Come Lombardo, anche Armao ha cambiato partiti e alleati. E’ uscito dagli autonomisti per diventare autonomo, si è messo a capo degli indignados per ammaliare Berlusconi; non appena c’è riuscito, ha fatto il suo ingresso in Forza Italia, che l’ha fatto diventare vice-presidente della Regione e “ambasciatore all’estero”. Ed ora scalcia per attirarsi le simpatie della Lega. Ma entrando nel merito della sua azione amministrativa, Armao non è parso in grado di gestire il Bilancio della Regione (né prima, né adesso), tanto che la Corte dei Conti ha ridotto in brandelli tutti i buoni propositi di questa estate, tacciando il governo di approssimazione e inefficienza. Questo governo. Il governo di Nello Musumeci, di cui Armao – complice di un disastro decennale, e interprete del “lombardismo” – è un pilastro. E’ proprio lui, a testimonianza di un fil rouge che unisce il governo di oggi con quello dell’altro ieri, quell’assessore che non riesce a spiegare com’è possibile far spendere alla Regione 110 milioni di euro per un censimento del patrimonio immobiliare che per dieci anni è stato tenuto sotto chiave, ed oggi risulta inutile e inutilizzabile. Soldi buttati, di cui nessuno ha mai risposto.

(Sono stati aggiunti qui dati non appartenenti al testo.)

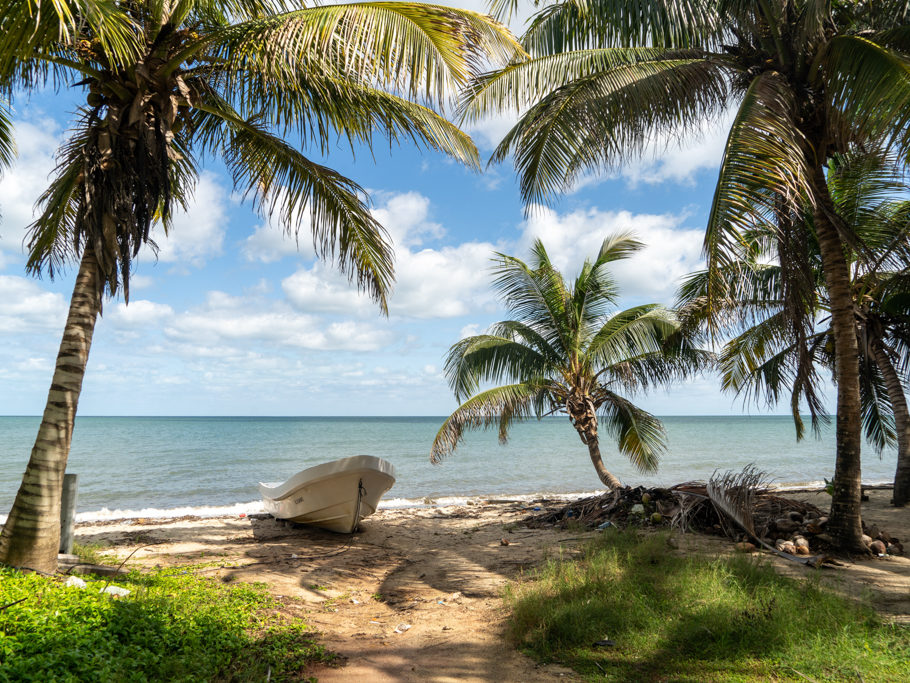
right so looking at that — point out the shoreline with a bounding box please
[53,479,892,525]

Ecco perché questo convitato di pietra, più nella filosofia che nella sostanza, continua a pervadere il senso delle scelte della politica siciliana. E si riflette, vuoi o non vuoi, sui cavalli di Ambelia, la stazione di monta a cui Musumeci ha destinato dieci milioni di euro a scopo di riqualificazione e di cui si occupa con fierezza. Perché “non è mica un abuso” e “cosa ci posso fare se sorge a pochi chilometri dalla mia Militello?”. Nulla, per carità. Ma anche Lombardo, che un cavallo l’ha venduto nel 2015 perché non poteva più occuparsene, vive nel raggio di 40 chilometri, tra la sua Grammichele e Ramacca, con viaggi sempre meno sporadici a Catania, dove entrambi – Musumeci e Lombardo – sono stati presidenti di provincia.
Tra i punti di contatto c’è Armao, e c’è questo pesante disavanzo. I controlli a maglie larghe degli anni scorsi, prima dell’entrata in vigore del decreto 118 e delle politiche di rigore della magistratura contabile, ha facilitato il “taroccamento” – talvolta superficiale, altre involontario – dei conti della Regione. Pasticci su pasticci, proseguiti con Crocetta, di cui anche Musumeci era al corrente dall’inizio. Non basta, evidentemente, per spezzare i fili della storia. Armao, come i cavalli di Ambelia, sono irrinunciabili. Solo che Lombardo, burbero nei modi e incisivo negli insegnamenti, agli equini non ha mai fatto scuola.